In the dashboard, go to Evals and create an eval set:
  1. Name the set — e.g., “Customer Support Quality”, “Contract Extraction”
  2. Add items — select logged requests to include, or filter by feature/date range
  3. Define criteria — describe what a good response looks like for this use case
Eval sets are built from your real production requests — not synthetic examples. This means your tests reflect the actual distribution of inputs your users send.

Running an eval

Select an eval set, choose the target model or prompt configuration, and run. The gateway:
  1. Sends each item to the target model
  2. Passes the original request, the original response, and the new response to an LLM judge
  3. The judge scores each pair on your criteria (0–1) and returns reasoning
  4. Results are aggregated into a pass rate and score distribution

Reading results

MetricDescription
Pass rate% of items above your threshold (default 0.8)
Average scoreMean quality score across all items
Score distributionHistogram — tells you if failures are clustered or spread
Low-scoring itemsThe specific requests where the new model underperformed
Low-scoring items are the most valuable output. Read through them to understand why the model failed — is it a specific input type, a prompt edge case, or a systematic quality difference?

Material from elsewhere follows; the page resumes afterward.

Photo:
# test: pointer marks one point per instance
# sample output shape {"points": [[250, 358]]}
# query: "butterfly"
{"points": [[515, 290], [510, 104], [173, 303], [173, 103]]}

Using evals in your workflow

Treat eval runs the same way you treat test runs. Before merging a prompt change or model upgrade:
  1. Run the relevant eval set against the change
  2. Check the pass rate against your threshold
  3. Review low-scoring items
  4. Ship if it passes; iterate if it doesn’t
The eval set grows over time as you add items from new edge cases or failures you find in production. The more representative the set, the more confident you can be in the results.